The coast of Africa, both north and south of the equator, greatly modifies the force and direction of the winds. On the southern coast the wind blows lightly, in a sea-breeze from the southwest. But at the distance of one hundred miles from the land, it begins gradually to veer round, as it connects itself with the S. E. trades. A line drawn on the chart, from the southern tropic, in 5° east to the lat. of 5° south, may be regarded as the eastern boundary of the southeast trade-winds. Hence a vessel, as in the case of the Perry, on her first passage to the southern coast, when in 10° south and 20° west, on going about and standing for the African coast by the wind, although she at first will not be able to head higher than N. E., will gradually come up to the eastward as the wind veers to the southward; until it gradually hauls as far as S. W., and even W. S. W.—enabling her to fetch Benguela in 12° 34´ south lat., although on going about she headed no higher than Prince’s Island in 1° 20´ north lat.

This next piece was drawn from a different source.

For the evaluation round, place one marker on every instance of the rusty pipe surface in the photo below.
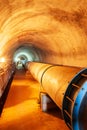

On the entire intertropical coast of Africa, it may be said that there are but two seasons, the rainy season and the dry season.
On the southern coast, the rainy season commences in November, and continues until April, although the rains are neither as frequent nor as heavy as on the northern coast, where they commence in May and continue through the month of November.
The months of March and April are the most unhealthy seasons on the southern coast, arising probably from the exhalations of the earth, which are not dispelled by the light sea-breezes prevailing at this period.